In the previous post, I showed you that rendering, in a straighforward way, a background the size of the display is so slow that it's unusable. There are of course much more efficient methods of displaying images, background, foreground, sprites, etc. The first step towards finding a better method is learning more about the hardware, what it can do and how to program it to do it. Today I will try explaining an example of this.

The display shows only a section of what is called the hardbuffer (actually, there are two hardbuffers, but that's for later). In reality the hardbuffer (from now on "HARDBUFF") may be any memory area. It's just that you can tell the calculator "use this memory location as the start of the image you will show on the screen". It's like you give someone an entire book but you tell them "start reading on page five". You set HARDBUFF to be a specific location by writing that address (which is 20 bits wide) into a special memory location by the human-readable name =DISP1CTL (=DISP2CTL is for the other hardbuffer and the equal sign is not very important). There is another special memory location that accepts how long each row of HARDBUFF is, in nibbles, which is called =LINENIBS. There are some other peculiarities about =DISP1CTL and some other special memory locations, but these will do for now.

Suppose we write the background image, as we did in the previous post, starting at address #01000h. That display would appear if we wrote the nibbles 0,0,0,1,0 to the locations =DISP1CTL, =DISP1CTL+1 ... =DISP1CTL+4 (or "write #01000h to =DISP1CTL"). This is how the screen will look if we write #01022h (#01000h + 34) instead:

One pixel/row/step up

Essentially, we scrolled the game area up, as if our player character moved down. The last row looks random. It certainly isn't our image, we didn't write that far anyway. What is it? It's memory. It's the memory that happens to (already) exist, just after the area our image's data exists. Doesn't sound very useful. Yet.

We observe that we can change what is shown on the screen without redrawing it. We just wrote a different number in =DISP1CTL and the display changed. Not much, but it changed. Can we use it? Yes. Can we abuse it? Of course!

So by rendering a 136*128 background (instead of the current 136*64) and decrementing/incrementing the value we write to =DISP1CTL by 34, we can move the image down/up (scroll up/down) respectively.

What about horizontal scrolling? Well, things now get tricky: =DISP1CTL can only accept addresses on byte boundaries, so we can only do a big step left/right by 8 pixels. There is, however, a 4bit address, called =BITOFFSET, which sets the pixel offset of what is shown on the screen. Right now it is set to 0. To scroll towards the left, as the player moves right, we would have to increment =BITOFFSET by 1 for each pixel towards the right and when we're about to increase it from 7 to 8, write 0 to it instead and increment =DISP1CTL by 2. That, however, implies the image we are displaying is wider than 136 pixels: if we did this with the image we have shown until now, the screen would become garbled and at the start of each row of pixels, pixels from the ending of the previous row would appear. We need to adjust =LINENIBS, to configure how many nibbles the display controller should skip after reaching the end of each row, by an amount appropriate to the size of the displayed image.

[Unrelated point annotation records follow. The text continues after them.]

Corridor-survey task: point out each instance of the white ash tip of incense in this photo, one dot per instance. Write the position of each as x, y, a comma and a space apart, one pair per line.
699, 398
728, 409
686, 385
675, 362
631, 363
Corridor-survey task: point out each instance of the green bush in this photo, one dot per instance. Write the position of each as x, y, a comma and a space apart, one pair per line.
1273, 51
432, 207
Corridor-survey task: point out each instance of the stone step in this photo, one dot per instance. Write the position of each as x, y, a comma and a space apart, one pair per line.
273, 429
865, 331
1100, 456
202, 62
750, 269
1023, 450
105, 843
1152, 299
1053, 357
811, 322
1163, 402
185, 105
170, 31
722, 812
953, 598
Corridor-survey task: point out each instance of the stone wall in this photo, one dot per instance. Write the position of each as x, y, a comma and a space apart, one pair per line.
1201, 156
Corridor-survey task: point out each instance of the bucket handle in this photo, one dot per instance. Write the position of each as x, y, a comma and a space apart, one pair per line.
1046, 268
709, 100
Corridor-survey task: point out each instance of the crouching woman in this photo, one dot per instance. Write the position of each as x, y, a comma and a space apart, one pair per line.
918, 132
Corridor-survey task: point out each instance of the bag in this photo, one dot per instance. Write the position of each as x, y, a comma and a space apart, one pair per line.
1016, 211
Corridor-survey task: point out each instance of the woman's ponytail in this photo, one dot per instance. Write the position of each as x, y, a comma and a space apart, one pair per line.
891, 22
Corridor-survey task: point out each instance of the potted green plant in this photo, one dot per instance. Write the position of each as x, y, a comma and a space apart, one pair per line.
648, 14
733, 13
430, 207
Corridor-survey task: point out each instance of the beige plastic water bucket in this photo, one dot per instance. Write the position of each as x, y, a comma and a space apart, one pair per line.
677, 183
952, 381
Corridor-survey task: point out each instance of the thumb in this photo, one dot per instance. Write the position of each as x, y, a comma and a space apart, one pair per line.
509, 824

So, we need a larger image. And with a larger image comes heavier memory usage. And longer rendering times. For now however, we can, theoretically, scroll a static image back and forth, up and down, without much cpu usage: just a couple writes. That's a big step from earlier when we didn't have time to render one screen's worth of data in time.

Tuesday, May 24, 2016

Performance

First, some information about the hardware timings. The calculator's screen redisplays its contents ("refreshes") at 64 Hz, which means we have to create ("render") a new image every 0.015625 seconds, or 15625 millionths of a second ("μs", microseconds).

Remembering that we have 3.5 million CPU ticks available every second this means that we have 3.5*15625= 54687.5 cycles available to render each new screen. Since the CPU frequency fluctuates +/- 0.2% (spread spectrum modulated clock to reduce EMI) we can't be that accurate in our expectations. More than that, we might be running on hardware that has a slower clock. Let's round it down to 50 thousand cycles ("kc", kilocycles) just to make it easier to remember and to be safe.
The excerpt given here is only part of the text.